В 1924 и 1926 гг. к Белоруссии были присоединены смежные территории РСФСР (части Витебской, Гомельской и Смоленской губерний) с преобладанием белорусского населения и развитой промышленностью. В результате территория БССР увеличилась в 2,5 раза, а ее население — более чем в 3 раза.
В составе РСФСР Бурят-Монгольская и Монголо-Бурятская автономные области в 1923 г. образовали единую Бурят-Монгольскую АССР. В автономные республики преобразованы Карельская трудовая коммуна (1923), Автономная трудовая коммуна немцев Поволжья (1924), Чувашская автономная область (1925).
В июле 1924 г. вместо упраздненной Горской АССР, изначально включавшей 7 национальных округов — Балкарский, Владикавказский, Кабардинский, Карачаевский, Назрановский (Ингушский), Чеченский и Сунженский казачий, в результате размежевания появились Ингушская и Северо-Осетинская автономные области (1924); были созданы Карачаевская (1926) и Черкесская (1928) АО. Существовавшая с 1922 г. в Краснодарском крае Адыгейская (Черкесская) АО в 1928 г. была преобразована в Адыгейскую АО. При национальном размежевании на Северном Кавказе земли с преобладанием славянского населения были выведены из подчинения автономий. В Кабардино-Балкарии, Осетии, Чечне создавались казачьи автономные округа. Владикавказ и Грозный с пригородами были отдельными округами за пределами Северной Осетии и Чечни. В начале 1-й пятилетки эти округа, вопреки интересам славянского населения, снова присоединили к Чечне и Северной Осетии. Грозный стал столицей Чечни, а Владикавказ (с 1931 г. — Орджоникидзе) был до 1934 г. столицей и Северной Осетии, и Ингушетии.
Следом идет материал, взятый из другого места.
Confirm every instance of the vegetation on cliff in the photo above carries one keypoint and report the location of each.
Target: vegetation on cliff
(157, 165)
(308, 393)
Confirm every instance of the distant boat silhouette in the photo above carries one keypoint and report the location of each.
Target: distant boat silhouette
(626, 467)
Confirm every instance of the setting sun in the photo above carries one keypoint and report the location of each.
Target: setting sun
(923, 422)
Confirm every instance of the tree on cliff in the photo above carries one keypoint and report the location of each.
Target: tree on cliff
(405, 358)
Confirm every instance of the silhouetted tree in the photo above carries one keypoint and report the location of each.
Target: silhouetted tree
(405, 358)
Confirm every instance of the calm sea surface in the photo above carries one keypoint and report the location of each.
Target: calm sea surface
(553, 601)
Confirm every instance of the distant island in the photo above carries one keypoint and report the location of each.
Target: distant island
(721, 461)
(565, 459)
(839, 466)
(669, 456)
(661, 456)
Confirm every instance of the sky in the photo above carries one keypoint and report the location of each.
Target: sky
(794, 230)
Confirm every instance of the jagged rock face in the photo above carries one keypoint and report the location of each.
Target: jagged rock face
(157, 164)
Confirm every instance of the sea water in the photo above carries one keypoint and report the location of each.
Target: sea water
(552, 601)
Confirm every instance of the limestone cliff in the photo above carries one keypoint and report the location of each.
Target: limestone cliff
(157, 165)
Во время проводившегося в 1920-е годы районирования старое административное деление (губерния, уезд, волость), не учитывавшее экономические и национальные особенности регионов, к концу 1929 г. было заменено в РСФСР трехзвенной системой: район, округ, область (край), а в других союзных республиках — двухзвенной (район, округ). Вместо 766 старых уездов в СССР было создано 176 округов. Районирование несколько изменяло положение автономных образований. Автономные области включались в состав краев и областей. В постановлении ВЦИК РСФСР от 28 июня 1928 г. подчеркивалось, что автономные республики, входя на основе добровольности в краевые объединения, полностью сохраняют конституционные права. Местные органы власти в автономиях получили возможность решать многие вопросы без согласования с центром.
При районировании национально-государственное строительство доходило до самых мелких административных единиц. В республиках выделялись округа, уезды и районы, волости и сельсоветы, компактно населенные народами, отличающимися от основного населения. При этом численная норма, необходимая для создания соответствующей национальной административной единицы, снижалась в среднем в 2,5 раза. Так в стране появились национальные округа, уезды, районы, волости и сельсоветы. Работа по их созданию получила значительное ускорение после III съезда Советов СССР, установившего 20 мая 1925 г., что “должен быть принят... ряд дополнительных мероприятий, обеспечивающих и защищающих интересы национальных меньшинств”. Постановление предусматривало, в частности, “в случаях значительной численности национальных меньшинств образование отдельных Советов с употреблением языков этих меньшинств, организацию школ и судов на родном языке”. В том же году образовался Коми-Пермяцкий национальный округ в Пермской, а в 1928 г. — Саранский (Мордовский) в Средне-Волжской области (в январе 1930 г. на его базе создана Мордовская АО). Помимо этого, в России были созданы 33 национальных района, 110 национальных волостей, 2930 национальных сельсоветов. Такие же миниатюрные автономии появились в других союзных республиках. Это обеспечивало наиболее полное выявление возможностей экономического, политического и культурного развития каждой национальности.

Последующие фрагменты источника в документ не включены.